Investors which currently own FB stock would be advised not to sell at this point. Where the stock is at a high, which is usually ideal for selling, one will see that the market has declined by 14.32%. One should not take this as an indicator of the value of his or her stock. On the contrary, the stock has shown to do nothing but flourish over the year, yielding a 68.37% increase. The slight dip in the market should be seen as nothing more than common fluctuation. Investors are advised to hold on to existing shares as the market appears to be increasing still. A watchful eye on the recent decline would do one good. Should the share value continue to decline, the investor would be wise to sell while the market is high.
It is not foreseeable that there is any reason to cause the investor to need to sell.

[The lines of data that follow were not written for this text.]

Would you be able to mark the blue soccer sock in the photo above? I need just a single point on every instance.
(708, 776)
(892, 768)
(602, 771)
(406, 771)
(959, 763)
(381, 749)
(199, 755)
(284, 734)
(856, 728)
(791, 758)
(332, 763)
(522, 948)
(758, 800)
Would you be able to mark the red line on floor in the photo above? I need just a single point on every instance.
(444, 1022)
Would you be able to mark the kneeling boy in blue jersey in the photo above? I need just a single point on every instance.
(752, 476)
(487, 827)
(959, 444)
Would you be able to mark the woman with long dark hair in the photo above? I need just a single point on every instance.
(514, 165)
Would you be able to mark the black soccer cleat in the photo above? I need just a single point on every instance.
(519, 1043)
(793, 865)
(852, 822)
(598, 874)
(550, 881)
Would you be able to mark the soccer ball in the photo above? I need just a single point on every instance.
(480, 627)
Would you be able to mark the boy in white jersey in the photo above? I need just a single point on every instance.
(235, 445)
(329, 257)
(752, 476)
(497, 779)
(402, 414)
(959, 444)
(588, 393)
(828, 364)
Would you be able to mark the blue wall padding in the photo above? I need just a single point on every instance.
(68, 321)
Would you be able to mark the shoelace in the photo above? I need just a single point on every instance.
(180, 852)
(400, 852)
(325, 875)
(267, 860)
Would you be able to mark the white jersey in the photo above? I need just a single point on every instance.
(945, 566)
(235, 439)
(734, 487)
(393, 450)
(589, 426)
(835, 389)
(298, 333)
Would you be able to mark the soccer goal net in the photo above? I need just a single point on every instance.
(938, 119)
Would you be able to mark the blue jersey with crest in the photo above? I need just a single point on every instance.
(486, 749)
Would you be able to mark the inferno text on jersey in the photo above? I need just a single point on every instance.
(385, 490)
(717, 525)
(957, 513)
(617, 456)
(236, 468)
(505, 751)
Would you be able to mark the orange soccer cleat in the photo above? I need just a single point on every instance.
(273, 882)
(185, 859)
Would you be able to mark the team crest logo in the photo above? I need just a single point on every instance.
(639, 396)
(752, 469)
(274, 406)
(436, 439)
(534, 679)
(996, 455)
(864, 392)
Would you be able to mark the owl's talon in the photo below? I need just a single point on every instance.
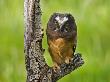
(56, 68)
(68, 60)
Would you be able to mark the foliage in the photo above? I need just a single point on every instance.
(92, 18)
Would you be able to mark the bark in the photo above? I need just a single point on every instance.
(37, 68)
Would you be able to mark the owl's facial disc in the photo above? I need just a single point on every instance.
(61, 20)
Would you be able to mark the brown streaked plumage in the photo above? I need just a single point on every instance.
(62, 38)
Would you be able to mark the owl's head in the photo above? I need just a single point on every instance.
(62, 23)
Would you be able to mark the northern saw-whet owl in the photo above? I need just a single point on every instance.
(61, 38)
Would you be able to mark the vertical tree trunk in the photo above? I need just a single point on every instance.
(37, 69)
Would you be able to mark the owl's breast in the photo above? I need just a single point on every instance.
(60, 46)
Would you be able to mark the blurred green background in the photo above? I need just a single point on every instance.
(93, 22)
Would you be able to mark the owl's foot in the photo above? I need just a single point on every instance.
(56, 67)
(68, 60)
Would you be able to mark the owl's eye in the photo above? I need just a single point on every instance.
(55, 23)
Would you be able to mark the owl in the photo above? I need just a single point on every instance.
(61, 38)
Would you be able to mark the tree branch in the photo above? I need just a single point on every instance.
(37, 68)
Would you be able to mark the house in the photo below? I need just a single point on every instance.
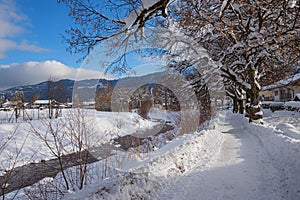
(297, 97)
(44, 103)
(284, 90)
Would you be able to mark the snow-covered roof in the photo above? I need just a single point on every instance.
(45, 102)
(9, 103)
(283, 82)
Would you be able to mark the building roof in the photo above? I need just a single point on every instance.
(283, 82)
(44, 102)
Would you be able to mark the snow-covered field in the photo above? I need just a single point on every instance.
(231, 160)
(25, 146)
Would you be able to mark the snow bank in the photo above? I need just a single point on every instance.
(146, 174)
(285, 152)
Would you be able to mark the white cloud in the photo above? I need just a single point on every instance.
(12, 25)
(17, 74)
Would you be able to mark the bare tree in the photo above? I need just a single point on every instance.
(98, 21)
(55, 140)
(248, 39)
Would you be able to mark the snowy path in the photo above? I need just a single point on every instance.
(242, 169)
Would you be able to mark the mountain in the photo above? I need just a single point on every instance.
(86, 87)
(42, 88)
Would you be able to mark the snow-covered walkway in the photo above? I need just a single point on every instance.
(243, 168)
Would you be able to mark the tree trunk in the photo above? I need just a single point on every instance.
(235, 105)
(241, 106)
(253, 107)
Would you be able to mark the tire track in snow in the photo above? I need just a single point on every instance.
(242, 169)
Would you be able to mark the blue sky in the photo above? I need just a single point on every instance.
(35, 26)
(31, 46)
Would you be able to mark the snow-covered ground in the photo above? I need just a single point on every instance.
(24, 146)
(235, 160)
(231, 160)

The company remains in the black with $9.63 billion and debt of $2.36 billion, although the growth of the overall company has slowed dramatically by -95.21%. Again, one should look at the overall usage of FB, the stock’s overall increase over the last 52 weeks, as well as consider that should the price per share double as it has this year the financial gain would be substantial upon selling.
Those seeking to invest in FB would be smart to do so at this time. The market has shown a steady increase since the company’s beginning in February 2004. Other investors are seizing shares at an average rate of 26%.

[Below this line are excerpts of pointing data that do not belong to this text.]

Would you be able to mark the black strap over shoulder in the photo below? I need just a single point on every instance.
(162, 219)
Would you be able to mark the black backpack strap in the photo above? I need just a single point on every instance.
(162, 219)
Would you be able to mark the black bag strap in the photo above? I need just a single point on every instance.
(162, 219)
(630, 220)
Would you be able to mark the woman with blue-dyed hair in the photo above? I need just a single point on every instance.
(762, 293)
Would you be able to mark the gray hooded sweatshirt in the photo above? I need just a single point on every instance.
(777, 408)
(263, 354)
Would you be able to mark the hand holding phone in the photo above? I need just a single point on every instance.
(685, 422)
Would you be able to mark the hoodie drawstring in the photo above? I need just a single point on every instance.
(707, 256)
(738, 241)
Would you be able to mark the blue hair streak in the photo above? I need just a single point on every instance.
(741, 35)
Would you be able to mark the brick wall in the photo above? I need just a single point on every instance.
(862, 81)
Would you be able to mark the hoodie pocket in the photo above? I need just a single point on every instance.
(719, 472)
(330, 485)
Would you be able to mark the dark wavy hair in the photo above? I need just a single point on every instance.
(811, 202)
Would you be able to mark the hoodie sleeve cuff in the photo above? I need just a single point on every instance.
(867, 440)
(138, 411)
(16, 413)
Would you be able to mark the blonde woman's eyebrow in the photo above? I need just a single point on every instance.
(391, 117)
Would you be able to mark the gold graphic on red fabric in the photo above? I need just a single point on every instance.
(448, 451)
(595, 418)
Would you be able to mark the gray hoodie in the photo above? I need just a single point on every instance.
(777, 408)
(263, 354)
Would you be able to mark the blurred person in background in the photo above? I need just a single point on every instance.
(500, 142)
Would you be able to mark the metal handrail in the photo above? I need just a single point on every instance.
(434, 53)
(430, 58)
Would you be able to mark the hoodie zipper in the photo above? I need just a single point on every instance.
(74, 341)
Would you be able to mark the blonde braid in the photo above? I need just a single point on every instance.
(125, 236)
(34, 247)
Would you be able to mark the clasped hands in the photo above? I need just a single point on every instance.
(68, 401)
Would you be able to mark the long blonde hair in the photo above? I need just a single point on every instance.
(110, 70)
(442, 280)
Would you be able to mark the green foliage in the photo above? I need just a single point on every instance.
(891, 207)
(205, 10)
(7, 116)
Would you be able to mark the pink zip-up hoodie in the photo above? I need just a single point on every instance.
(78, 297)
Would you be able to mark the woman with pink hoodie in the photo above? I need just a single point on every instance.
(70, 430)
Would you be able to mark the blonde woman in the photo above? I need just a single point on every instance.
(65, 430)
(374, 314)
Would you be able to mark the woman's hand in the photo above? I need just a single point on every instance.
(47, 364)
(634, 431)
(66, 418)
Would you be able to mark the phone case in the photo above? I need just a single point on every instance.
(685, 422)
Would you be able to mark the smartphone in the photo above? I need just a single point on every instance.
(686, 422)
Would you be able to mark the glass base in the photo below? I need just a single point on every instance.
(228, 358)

Should the slight dip be an indicator to wait and buy at a lower cost? Based upon the market trends of the past month it would appear to be a sound choice. Compared to Google (NASDAQ:GOOG) which has shown an increase of 12.72% and Yahoo (NASDAQ:YHOO) which has shown only a 0.23% decline, FB is at a prime spot in which to buy with a temporary decline of 1.55%.
The potential investor is strongly cautioned not to delay too long in their investment. Though the market has fallen in the past month slightly, the overall increase in FB stock as well as the increase in investors would lead one to conclude that an increase spike is inevitable in the near future. Based upon the company finances one will see that the sales and revenue continue to grow at a rate of 37.13%. Should a potential investor decide to wait on investing in FB, they are very likely to pay a higher price per share. One should approach FB shares as a long-term investment and not as a quick sell. For the best yield one should expect to hold their shares for a minimum of 52 weeks. Should the market continue on its current path, such an investment will increase the shares by a minimum of 50%.
Overall, FB is an investment worth having in one’s portfolio. The market shows that this stock is increasing as well as remaining competitive overall. Long-term investments have proven to pay a return of 66% or higher depending on the length held, and the buy and sell activity has remained constantly at a level one should expect with a Nasdaq stock. Those that have already acquired FB stock are encouraged to hold their shares. Individuals that are seeking a quality investment are encouraged to buy now while the market has shown a slight decline. Based upon the company’s last five years, one can expect to be paying close to $75 this time next year, whereas now the cost is in the low $40s.